Monday, March 31, 2014

Renewed Learning, Book One

Ron Berger, Leah Rugen, and Libby Woodfin, Leaders of Their Own Learning: Transforming Schools Through Student-Engaged Assessment

Early in this book, the authors say “Teachers frequently fall into the trap of simply saying, “try harder” without giving students specific targets, feedback, time to revise, and a purpose for doing quality work.” I know, back during my teaching days, I often fell into that trap. Since I intend to resume classroom duties someday, I find this book bracing, with its new, startlingly active approach to continuous engaged assessment.

Our authors cut their teeth at Expeditionary Learning, a charter school network stressing cumulative learning, interdisciplinary evaluation, and portfolios. Expeditionary Learning schools have refined their techniques for over twenty years, building modular course approaches designed to put principal learning burdens on students while increasing their ownership of their own learning. One part of this is assessment. Their most important lesson: assessment isn’t just for culminations and report cards anymore.

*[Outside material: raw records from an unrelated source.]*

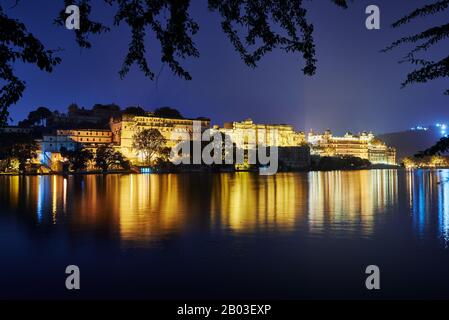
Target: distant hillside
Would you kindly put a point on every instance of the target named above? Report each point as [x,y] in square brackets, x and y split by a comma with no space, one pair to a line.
[408,143]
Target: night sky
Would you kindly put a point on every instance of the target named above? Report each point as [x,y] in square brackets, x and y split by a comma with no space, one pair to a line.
[356,87]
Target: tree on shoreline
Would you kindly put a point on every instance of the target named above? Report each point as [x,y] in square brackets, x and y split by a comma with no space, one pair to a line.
[77,158]
[21,147]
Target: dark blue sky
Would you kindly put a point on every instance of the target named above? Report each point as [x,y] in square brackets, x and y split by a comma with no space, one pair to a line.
[356,87]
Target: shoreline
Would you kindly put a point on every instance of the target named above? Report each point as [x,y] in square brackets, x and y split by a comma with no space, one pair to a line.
[196,171]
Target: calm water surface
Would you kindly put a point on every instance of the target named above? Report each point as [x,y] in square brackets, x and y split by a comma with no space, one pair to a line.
[237,235]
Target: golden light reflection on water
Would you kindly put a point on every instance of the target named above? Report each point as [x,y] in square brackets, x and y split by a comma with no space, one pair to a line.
[245,202]
[140,210]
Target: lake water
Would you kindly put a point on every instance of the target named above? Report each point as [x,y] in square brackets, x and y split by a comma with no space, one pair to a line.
[233,235]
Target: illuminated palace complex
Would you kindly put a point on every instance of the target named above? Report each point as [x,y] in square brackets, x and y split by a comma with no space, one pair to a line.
[364,146]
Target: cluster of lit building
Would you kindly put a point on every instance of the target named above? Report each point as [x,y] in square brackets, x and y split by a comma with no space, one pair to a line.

Having decided to make their discoveries available to teachers and administrators outside their network, Expeditionary Learning anchors their first book to their assessment process. And what an exciting topic they make of a frequently dull activity. If your classroom experience was anything like mine, you got assessed at the end of some arbitrary interval (semester, quarter, etc.), and the letter grade felt vague and abstract. Assessment was discouraging, not supportive.

EL assessment involves approaches that, on first blush, appear consonant with existing techniques. The elucidation of clear goals and “learning targets,” for instance, superficially resembles common lesson planning. But the authors emphasize these components emerge from different roots, and pursue distinct goals. By emphasizing students rather than classrooms, this approach takes what’s traditionally the teacher’s sole responsibility, and makes everyone, students included, equally liable for outcomes.
Other components involve students understanding beforehand what teachers expect. Our authors spend an entire chapter on “Models, Critique, and Descriptive Feedback” (clearly, EL stresses writing as evaluative learning). Looking back, my teachers expected me to produce critical writing, and critique others’ papers, as early as seventh grade, but I never saw what critical writing should look like until graduate school. I wish I’d had this approach in my youth.

Beyond classroom organization, our authors describe techniques to engage parent and community engagement. Since many teachers report their number one problem is parental apathy, with students getting reinforcement at home that school doesn’t much matter, my many teacher friends will surely appreciate this inclusion. Though parental engagement will require time to overcome encultured apathy, EL’s time-tested techniques will provide educators with valuable shortcuts.

Our authors also spend copious time explaining how to reconcile their innovative evaluation techniques with Common Core standards, which often impede individualization. The standards, as written, are frequently opaque, and even trained teachers have difficulty making sense of them. With their specific, plain-English learning targets, EL schools can potentially address multiple Common Core targets simultaneously. This transforms Common Core’s top-down hierarchical approach into real, measurable learning outcomes for diverse communities.

Besides simply telling teachers how they ought to assess students, this book includes a DVD of EL techniques in practice. Fairly short videos, cued according to chapters in the book, provide object lessons in how EL approaches work in real classroom environments. Thus the authors don’t just lecture at their audience, as my pedagogy teacher did. We get to see how innovative, groundbreaking techniques actually work.

Though our authors aver that their approach applies at any learning level, they clearly focus on the K-12 school environment, particularly its long rolling approach to college and career preparedness. That’s not to say that creative, diligent instructors couldn’t adapt this approach to post-secondary education, skills training, or remedial and GED schooling. By applying these techniques, ideally school-wide, inventive teachers could construct an educational environment conducive to multiple learning styles.

I confess one trepidation. EL asks teachers to dedicate generous one-on-one time to students, helping them customize learning goals and evaluation. That sounds good in charter schools, which are publicly funded but nominally private. What happens, though, when these techniques hit perennially understaffed, cash-strapped public schools? (Cf. Jonathan Kozol’s Savage Inequalities.) Schools will need time to experiment with workarounds for schools that have less money and time to spend.

EL has evolved over two decades of in-the-trenches use, so presumably it’ll absorb public school challenges gracefully. Though it would be a mistake to regard this book as finished and done, it offers intriguing, ambitious guidelines for creating school-wide learning cultures where students own their process and teachers serve to guide. In a school environment favoring “reform” over practice, this provides a compelling outline of truly renewed learning.